When the time comes to build a new house, you might find your dreams are swimming with the infinite possibilities – until you consider your budget! The better part of potential home owners incline towards owning a custom home, but the question begs, what’s the true definition of “custom”? And does customization influence your budget, timeline and design options? Here is a quick guide that will help clear things up.
A custom home can never be complete if the owner doesn’t commit to making decisions about the design. This requires a lot of time and patience but it guarantees that your home is fully custom and to your specifications. You will be glad to know that every decision lies with the homeowner, from the screws used and even the layout. What is more, any materials you wish can be used so you are in total control of your budget. Plus, the floor plan configuration can be adjusted to fit your desires.
Custom has massive advantages, but there are three things about custom homes that you need consider before getting started: cost, uncertainty and timeline. Truth be told, a customized house that mirrors your desires won’t come cheap in most cases. Everything being unique makes this a journey that has never been taken before, and that’s where uncertainty comes in. The fact that there are several factors and unknowns that need to be figured out could bloat the construction timeline as well as your budget. It would not be surprising to hear a customized home take a year to complete!

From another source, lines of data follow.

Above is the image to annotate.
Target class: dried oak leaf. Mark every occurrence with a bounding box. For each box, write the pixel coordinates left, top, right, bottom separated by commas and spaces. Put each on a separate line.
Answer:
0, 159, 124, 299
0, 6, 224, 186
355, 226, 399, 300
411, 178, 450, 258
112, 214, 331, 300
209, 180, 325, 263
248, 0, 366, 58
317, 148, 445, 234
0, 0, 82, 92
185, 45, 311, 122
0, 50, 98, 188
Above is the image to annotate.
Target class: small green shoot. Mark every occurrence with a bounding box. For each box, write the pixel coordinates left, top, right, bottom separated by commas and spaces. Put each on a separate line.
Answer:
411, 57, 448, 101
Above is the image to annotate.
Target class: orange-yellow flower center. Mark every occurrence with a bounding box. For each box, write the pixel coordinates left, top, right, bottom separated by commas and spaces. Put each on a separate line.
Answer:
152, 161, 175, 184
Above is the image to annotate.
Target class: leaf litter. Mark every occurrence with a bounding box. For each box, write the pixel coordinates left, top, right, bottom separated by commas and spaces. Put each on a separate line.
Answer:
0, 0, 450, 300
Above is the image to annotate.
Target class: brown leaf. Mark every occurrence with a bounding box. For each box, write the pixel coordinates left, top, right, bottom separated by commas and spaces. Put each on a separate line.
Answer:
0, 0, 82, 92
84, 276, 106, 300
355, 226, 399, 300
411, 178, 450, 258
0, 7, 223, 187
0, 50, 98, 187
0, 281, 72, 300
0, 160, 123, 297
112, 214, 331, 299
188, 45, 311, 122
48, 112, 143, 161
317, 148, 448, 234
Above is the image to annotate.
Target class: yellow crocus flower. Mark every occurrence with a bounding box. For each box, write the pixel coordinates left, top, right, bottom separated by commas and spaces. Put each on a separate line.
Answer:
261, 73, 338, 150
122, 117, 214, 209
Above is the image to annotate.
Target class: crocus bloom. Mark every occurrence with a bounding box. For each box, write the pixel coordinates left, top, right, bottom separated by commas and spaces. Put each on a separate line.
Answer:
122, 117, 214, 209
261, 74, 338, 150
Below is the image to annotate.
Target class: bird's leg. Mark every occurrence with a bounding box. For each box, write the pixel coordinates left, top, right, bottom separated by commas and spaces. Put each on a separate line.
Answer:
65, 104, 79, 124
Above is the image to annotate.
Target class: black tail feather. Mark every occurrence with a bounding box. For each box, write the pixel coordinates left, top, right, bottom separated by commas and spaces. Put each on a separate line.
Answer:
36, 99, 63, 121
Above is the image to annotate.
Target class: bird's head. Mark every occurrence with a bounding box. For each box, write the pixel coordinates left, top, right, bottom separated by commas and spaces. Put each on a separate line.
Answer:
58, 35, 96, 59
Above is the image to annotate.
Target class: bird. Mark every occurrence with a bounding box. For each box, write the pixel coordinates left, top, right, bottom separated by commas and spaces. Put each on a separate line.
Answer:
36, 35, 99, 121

It is along the same lines that going custom can be overwhelming. Having to make almost every decision can be a tall order- especially if you are a newbie. There also has to be a high degree of a good working relationship and trust with the custom house builder. To be sure that you are placing your unique ideas with a safe pair of hands requires communication and understanding amongst the entire team involved.
Just like a custom home, a production home is newly built, the major difference being that you’ll miss out on the customization advantage. They all come with a similar design and it’s on this basis that people will commonly refer to them as “cookie cutter homes”. There are times when production homes look exactly the same, a perfect example being in town-home developments.
These homes come with a lower price tag compared to the customized option. The overall building cost goes way down due to how the houses are built using same material and design. This also explains why production homes are built in a shorter duration.
On the flip side, you’ve no choice but to be content with the features and layout chosen by the builder. You might have little room for choice, for instance paint color – but even such freedom will most likely have limits on what you can choose. Resale value and quality are other concerns associated with production homes.
Having different home building options is always a good idea. The foregoing will help you know the best route to take!